知画先下了车。
她如今也是汴京城里见过世面的大丫鬟了,穿一身藕荷色的比甲,头上戴着两朵珠花,那料子、那做工,比村里地主婆穿得都要好。
她一下车,周围就响起一阵吸气声。
“这谁家的小娘子,长得真俊!”
知画没理会那些目光,转身伸出手,扶着车里的人。
一只纤细白皙的手伸了出来,手腕上那只种水极好的翡翠镯子在阳光下晃得人眼晕。
徐竹筱踩着脚踏,稳稳当当落了地。
她今日穿了一身淡紫色的衣裙,虽不是那套命妇服,但也是汴京时新的款式,腰间挂着香囊玉佩,走动间环佩叮当,贵气逼人。
紧接着,后面那辆车上,苏棠也下来了。
苏棠这一身更是张扬,暗红色的绸缎裙子,发髻上插着两根赤金的簪子,脸上虽带着风尘仆仆的倦色,但那股子当家主母的气势,硬是把周围那些探头探脑的目光给逼退了几分。
最后是徐青山。
他倒是穿得朴素些,也就是普通的宝蓝色直裰,但这几年养尊处优,身子发福了不少,那张圆脸白白胖胖,再也不是当年那个在酒楼做账房的徐老二了。
人群里静默了一瞬。
忽然,一个尖利的嗓音炸响:“那是……徐老二?”
“那是青山家的?”
“那是筱娘?!”
这一声喊,就像是往滚油锅里泼了一瓢冷水,整个场面瞬间沸腾了。
“我的个老天爷!真是徐老二!”
“他们这是……发大财了?”
“看这阵仗,怕不是发财那么简单吧?莫不是做了官?”
“我就说徐老二是个有福的!你看人家这气派!”
议论声中,夹杂着嫉妒、讨好、震惊,还有几分难以置信。
徐青山听着这些乡音,看着那些熟悉又陌生的面孔,心里五味杂陈。
他想笑一笑,打个招呼,可看着那些人敬畏躲闪的眼神,那手怎么也伸不出去。
苏棠倒是早已料到这番场景。
她站直了腰杆,目光在人群里扫了一圈,精准地捕捉到了当初那个最爱嚼舌根的王婆子,嘴角勾起一抹若有似无的冷笑。

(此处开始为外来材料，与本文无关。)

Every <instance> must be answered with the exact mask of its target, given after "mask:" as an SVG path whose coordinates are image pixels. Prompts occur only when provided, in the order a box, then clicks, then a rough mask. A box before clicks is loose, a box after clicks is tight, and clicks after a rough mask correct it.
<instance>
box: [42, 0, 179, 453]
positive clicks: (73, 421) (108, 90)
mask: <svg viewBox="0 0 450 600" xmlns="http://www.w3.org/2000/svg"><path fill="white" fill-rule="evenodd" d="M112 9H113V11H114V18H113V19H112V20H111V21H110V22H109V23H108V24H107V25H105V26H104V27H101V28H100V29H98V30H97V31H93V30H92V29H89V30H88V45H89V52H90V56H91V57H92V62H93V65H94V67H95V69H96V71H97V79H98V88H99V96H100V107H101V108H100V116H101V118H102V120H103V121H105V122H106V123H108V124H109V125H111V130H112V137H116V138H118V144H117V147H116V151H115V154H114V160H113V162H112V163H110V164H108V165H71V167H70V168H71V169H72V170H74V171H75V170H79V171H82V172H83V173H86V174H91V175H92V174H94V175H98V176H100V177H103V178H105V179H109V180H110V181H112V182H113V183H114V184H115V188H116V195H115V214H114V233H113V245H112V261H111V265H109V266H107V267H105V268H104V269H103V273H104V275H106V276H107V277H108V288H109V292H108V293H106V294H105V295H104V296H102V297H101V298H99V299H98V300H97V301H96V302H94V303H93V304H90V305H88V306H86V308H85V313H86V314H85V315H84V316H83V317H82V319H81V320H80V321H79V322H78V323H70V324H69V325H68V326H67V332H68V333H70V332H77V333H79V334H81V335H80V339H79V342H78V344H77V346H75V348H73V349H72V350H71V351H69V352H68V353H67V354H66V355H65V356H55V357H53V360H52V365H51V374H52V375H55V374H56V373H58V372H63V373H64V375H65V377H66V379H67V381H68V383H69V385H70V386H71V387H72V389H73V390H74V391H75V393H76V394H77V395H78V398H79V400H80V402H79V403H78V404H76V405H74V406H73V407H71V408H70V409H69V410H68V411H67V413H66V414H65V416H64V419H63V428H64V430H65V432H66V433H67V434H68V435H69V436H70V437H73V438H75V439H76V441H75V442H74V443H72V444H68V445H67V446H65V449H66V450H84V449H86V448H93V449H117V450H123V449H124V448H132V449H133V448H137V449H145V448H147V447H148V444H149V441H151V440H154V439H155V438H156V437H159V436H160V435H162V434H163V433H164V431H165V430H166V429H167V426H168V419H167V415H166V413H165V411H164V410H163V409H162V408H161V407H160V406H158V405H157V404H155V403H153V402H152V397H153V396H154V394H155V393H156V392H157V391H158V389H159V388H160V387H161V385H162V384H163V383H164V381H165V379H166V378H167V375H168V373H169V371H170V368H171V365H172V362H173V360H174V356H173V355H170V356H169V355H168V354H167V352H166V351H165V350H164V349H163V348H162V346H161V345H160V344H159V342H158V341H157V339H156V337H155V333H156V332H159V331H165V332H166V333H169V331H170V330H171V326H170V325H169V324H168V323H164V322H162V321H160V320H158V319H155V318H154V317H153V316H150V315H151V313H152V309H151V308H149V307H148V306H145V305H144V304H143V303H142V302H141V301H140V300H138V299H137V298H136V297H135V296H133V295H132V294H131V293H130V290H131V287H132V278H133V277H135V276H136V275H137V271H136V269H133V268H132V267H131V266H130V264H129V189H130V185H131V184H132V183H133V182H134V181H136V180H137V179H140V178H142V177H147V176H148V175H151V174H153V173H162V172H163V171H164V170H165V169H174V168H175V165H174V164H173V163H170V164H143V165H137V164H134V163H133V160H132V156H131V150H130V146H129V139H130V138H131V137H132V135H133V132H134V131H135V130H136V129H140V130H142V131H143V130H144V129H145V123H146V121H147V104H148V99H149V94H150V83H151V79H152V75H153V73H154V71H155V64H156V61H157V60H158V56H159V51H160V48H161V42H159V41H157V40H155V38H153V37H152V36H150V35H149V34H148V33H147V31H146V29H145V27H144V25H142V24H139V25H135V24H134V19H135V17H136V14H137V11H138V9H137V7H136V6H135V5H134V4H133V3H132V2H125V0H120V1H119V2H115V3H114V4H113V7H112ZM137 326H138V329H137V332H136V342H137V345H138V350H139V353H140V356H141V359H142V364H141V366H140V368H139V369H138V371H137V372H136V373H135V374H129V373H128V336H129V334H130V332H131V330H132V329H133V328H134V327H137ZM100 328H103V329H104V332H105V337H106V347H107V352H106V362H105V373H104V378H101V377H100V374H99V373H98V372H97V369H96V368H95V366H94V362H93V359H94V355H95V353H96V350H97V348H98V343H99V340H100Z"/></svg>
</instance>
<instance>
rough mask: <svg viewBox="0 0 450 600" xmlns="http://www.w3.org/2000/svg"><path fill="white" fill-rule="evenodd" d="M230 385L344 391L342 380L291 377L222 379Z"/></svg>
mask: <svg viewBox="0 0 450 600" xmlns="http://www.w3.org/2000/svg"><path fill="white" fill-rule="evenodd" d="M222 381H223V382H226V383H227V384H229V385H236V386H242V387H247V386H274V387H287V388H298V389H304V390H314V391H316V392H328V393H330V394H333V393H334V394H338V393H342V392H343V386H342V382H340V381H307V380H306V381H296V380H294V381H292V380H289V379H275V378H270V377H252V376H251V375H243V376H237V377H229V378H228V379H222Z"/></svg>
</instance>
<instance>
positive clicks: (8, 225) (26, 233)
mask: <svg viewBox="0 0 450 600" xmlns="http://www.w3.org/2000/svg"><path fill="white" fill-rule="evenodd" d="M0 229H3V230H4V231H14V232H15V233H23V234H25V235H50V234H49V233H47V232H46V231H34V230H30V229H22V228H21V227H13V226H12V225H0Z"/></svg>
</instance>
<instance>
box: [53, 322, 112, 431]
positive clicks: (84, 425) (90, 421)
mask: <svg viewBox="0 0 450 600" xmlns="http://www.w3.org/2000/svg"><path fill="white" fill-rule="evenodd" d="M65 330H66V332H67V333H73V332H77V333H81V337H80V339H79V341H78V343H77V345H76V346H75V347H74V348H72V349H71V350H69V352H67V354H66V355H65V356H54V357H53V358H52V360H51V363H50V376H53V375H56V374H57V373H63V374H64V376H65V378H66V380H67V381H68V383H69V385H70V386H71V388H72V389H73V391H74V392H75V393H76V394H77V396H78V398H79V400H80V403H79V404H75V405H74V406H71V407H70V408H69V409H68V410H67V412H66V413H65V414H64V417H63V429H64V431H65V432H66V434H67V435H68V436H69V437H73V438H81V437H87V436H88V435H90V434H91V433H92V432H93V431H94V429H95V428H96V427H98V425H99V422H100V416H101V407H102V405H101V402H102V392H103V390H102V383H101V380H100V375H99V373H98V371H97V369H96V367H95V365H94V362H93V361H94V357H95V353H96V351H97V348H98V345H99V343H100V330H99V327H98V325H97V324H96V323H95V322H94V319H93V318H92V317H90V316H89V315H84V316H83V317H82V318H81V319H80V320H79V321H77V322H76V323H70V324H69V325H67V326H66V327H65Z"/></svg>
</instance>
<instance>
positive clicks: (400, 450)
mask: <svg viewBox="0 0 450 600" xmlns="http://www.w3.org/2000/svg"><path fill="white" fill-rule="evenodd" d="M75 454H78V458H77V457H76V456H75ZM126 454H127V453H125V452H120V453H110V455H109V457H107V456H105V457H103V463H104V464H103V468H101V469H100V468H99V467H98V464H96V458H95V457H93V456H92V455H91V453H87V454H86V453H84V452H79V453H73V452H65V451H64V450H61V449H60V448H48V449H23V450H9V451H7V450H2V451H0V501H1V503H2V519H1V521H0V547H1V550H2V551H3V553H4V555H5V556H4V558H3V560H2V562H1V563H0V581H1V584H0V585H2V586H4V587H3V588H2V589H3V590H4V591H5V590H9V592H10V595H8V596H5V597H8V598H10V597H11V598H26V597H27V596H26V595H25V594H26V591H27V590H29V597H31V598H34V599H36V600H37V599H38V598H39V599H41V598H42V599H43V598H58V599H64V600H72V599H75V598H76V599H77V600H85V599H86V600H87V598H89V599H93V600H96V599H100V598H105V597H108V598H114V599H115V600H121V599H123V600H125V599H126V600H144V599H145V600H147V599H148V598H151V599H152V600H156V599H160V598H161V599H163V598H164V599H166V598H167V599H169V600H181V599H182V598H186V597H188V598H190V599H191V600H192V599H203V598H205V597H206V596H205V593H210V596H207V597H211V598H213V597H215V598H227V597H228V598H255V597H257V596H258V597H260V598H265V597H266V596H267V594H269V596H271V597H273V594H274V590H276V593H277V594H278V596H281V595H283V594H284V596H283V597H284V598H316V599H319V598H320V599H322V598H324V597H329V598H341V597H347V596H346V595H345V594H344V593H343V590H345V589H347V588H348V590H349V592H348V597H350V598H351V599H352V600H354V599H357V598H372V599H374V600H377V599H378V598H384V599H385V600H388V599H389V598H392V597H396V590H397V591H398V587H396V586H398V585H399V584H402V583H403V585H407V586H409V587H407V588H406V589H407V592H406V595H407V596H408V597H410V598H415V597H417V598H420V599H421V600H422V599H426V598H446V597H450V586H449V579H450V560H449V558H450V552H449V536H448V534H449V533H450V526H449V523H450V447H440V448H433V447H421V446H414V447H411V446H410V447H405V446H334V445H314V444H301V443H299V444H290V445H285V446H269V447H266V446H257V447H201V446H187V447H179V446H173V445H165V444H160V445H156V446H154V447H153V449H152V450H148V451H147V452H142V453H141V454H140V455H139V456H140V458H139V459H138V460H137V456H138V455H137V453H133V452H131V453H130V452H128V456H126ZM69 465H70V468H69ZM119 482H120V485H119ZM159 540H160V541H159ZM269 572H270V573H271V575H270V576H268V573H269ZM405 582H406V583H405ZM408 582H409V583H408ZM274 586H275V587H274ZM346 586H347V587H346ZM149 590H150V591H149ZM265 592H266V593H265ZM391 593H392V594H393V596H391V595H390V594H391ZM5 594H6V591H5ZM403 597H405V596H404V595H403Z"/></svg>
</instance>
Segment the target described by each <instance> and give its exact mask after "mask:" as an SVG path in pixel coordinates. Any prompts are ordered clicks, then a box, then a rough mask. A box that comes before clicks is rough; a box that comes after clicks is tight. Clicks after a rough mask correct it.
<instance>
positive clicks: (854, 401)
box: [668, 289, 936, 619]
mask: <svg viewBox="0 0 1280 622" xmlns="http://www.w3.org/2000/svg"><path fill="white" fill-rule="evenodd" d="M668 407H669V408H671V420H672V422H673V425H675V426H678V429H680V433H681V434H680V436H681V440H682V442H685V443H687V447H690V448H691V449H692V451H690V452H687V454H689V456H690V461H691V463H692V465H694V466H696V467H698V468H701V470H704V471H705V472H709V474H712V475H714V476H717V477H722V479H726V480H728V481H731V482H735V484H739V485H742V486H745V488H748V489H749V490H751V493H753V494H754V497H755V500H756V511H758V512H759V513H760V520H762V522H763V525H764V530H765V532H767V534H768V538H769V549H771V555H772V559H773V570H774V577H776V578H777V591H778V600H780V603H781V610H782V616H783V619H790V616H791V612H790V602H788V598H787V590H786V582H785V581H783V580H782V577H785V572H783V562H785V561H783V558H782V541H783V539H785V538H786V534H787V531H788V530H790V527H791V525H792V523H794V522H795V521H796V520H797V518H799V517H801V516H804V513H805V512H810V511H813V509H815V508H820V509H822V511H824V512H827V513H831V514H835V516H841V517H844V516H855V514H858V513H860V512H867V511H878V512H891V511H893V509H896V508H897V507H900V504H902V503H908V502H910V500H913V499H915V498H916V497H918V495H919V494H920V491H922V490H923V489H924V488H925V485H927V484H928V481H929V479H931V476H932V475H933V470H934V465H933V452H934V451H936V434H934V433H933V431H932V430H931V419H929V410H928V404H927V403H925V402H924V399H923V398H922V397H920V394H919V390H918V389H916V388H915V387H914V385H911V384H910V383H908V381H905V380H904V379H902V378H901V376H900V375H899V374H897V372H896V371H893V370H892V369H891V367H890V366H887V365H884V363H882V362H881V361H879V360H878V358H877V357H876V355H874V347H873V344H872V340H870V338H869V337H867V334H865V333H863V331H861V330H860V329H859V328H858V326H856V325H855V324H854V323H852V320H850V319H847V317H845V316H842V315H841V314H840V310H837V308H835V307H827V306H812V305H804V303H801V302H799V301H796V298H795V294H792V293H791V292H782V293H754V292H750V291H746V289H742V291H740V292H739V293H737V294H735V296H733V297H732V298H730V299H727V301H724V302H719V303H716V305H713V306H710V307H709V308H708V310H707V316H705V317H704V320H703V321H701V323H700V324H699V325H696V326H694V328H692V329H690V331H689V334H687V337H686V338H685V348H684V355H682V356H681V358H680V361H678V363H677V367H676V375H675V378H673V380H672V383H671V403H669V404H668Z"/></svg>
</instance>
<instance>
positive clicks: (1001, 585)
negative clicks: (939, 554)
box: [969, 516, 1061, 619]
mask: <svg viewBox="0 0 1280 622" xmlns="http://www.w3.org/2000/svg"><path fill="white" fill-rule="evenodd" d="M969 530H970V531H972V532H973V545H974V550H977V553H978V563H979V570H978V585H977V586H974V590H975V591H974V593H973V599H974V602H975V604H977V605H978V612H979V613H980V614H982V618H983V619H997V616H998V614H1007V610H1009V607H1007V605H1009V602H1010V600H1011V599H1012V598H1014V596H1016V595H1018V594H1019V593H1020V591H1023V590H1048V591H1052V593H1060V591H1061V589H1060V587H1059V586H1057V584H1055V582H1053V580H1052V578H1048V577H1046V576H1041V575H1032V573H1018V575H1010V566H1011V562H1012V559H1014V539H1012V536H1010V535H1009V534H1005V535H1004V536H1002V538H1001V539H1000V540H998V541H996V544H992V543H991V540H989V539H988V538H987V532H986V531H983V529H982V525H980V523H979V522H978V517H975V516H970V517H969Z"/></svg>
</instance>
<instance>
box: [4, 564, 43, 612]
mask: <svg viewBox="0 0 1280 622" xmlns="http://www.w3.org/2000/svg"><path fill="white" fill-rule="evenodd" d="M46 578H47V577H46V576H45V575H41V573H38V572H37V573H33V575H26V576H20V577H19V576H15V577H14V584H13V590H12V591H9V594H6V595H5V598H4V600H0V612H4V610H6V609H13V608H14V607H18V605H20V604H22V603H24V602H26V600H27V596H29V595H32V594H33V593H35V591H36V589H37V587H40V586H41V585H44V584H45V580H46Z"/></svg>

她没说话,只是理了理袖口,那金镯子便随着动作滑落下来,磕在车辕上,“叮”的一声脆响。
这一声,比什么话都管用。
人群更安静了。
◎徐家大嫂的那些龌龊心思◎
院墙上的荒草都有半人高了。
徐青山这一脚跨进去,满屋子的灰尘全都扬了起来。